The milk is provided by sheep which are kept on open terrain, free to move to new pastures within the designated geographical area. Their food is largely wild plants and grass supplemented by concentrates when necessary. The cows are kept stabled for most of the year but when conditions are favourable they are tethered in open pasture. The goats are grazed on fenced land within the specified area and gathered in at night. The animals may be milked mechanically or manually. The former are conditions of the Spanish Denomination of Origin.

The curdling medium may be vegetable or animal depending on the type of cheese being made. Salt is added to the milk but not exceeding 30 g per 100 litres (galls) of milk. For Flor cheese, the vegetable rennet (liquid extract of the cardoon) is added when the milk has been heated to between 28 °C and 35 °C and maintained for 60 to 90 minutes. For Half-Flor cheese the curdling agent must be 50% cardoon juice and 50% another vegetable or authorized rennet. It is heated to 28–38 °C and maintained for a maximum of 1 hour. For Guía cheese the rennet used may be animal, vegetable or chemical or a mixture. The milk is heated to 30–38 °C and maintained for as long as an analysis shows it to be ready.

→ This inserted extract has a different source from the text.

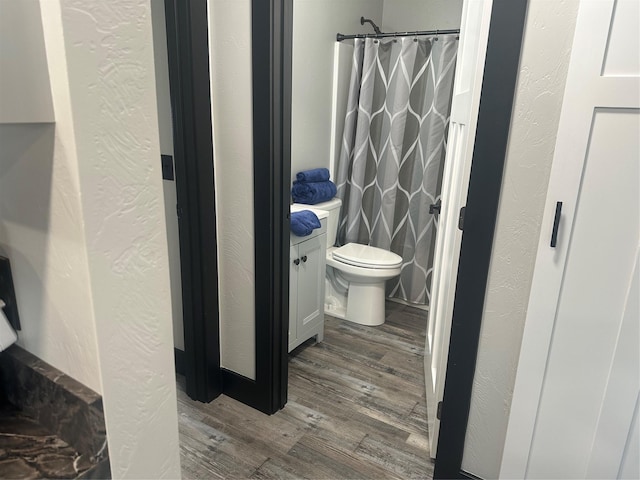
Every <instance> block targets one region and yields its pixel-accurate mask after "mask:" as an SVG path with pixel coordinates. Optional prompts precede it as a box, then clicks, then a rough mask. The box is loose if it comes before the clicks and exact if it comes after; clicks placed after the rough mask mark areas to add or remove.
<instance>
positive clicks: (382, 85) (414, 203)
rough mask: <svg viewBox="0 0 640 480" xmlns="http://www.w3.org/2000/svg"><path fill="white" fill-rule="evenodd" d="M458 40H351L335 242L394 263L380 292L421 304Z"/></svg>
mask: <svg viewBox="0 0 640 480" xmlns="http://www.w3.org/2000/svg"><path fill="white" fill-rule="evenodd" d="M457 49H458V41H457V37H456V36H453V35H447V36H440V37H439V38H437V37H400V38H388V39H372V38H367V39H356V40H355V45H354V53H353V65H352V72H351V80H350V87H349V98H348V105H347V113H346V117H345V126H344V133H343V138H342V147H341V153H340V158H339V161H338V166H337V175H336V183H337V186H338V197H339V198H340V199H341V200H342V202H343V205H342V210H341V214H340V226H339V230H338V244H340V245H344V244H346V243H349V242H357V243H362V244H367V245H372V246H374V247H380V248H384V249H387V250H390V251H392V252H394V253H397V254H398V255H400V256H401V257H402V259H403V262H402V272H401V274H400V276H399V277H397V278H395V279H392V280H389V281H388V282H387V295H388V296H392V297H397V298H401V299H404V300H406V301H409V302H412V303H417V304H428V302H429V287H430V283H431V282H430V280H431V270H432V264H433V247H434V244H435V232H436V228H437V225H436V218H435V217H434V215H431V214H430V213H429V205H430V204H432V203H436V202H437V200H438V199H439V195H440V193H439V192H440V186H441V180H442V170H443V164H444V157H445V150H446V140H447V128H448V125H449V114H450V110H451V97H452V91H453V77H454V70H455V63H456V54H457Z"/></svg>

The curd is then cut to the size of between rice grains and chickpeas with the typical lyres. It stands and drains and is then put into moulds for pressing. The pressing and moulding may be done manually or mechanically. The moulds for Flor de guía cheese have marks on their interiors to impart the geometric shape of a flower on the rind. Salt is sprinkled lightly on the face of the cheese in addition to the previously added salt. The cheese remains inside the ring-mould for 24 hours. It must then be matured for a minimum of 15 days and may be matured up to 60 days. During this time the cheeses are turned regularly and smoothed to improved their appearance. They may also be oiled with olive oil or some other vegetable oil. The older cheeses may have pimentón or gofio applied to the exterior. Any products used on the exterior of the cheese must be indicated on the packing.

==Flavour==
Overall the flavour is of dairy products with a saltiness, varying slightly according to the milks used. It does not have a very intense flavour, a creaminess and sometimes can be a little acid or spicy.

==Texture==
The texture is dense and without cavities. It can vary between firm and soft depending on its maturation. The colour is from ivory-white to yellow, depending on its age.

==Rind==
The rind can vary in colour from dark brown in long-matured cheeses to an ivory-white to cream on the less matured cheeses. The thickness of the rind depends on the maturation, a medium thick rind on older cheeses and a very thin rind on the less matured specimens. There may or may not be a flower design on the top face of the cheese.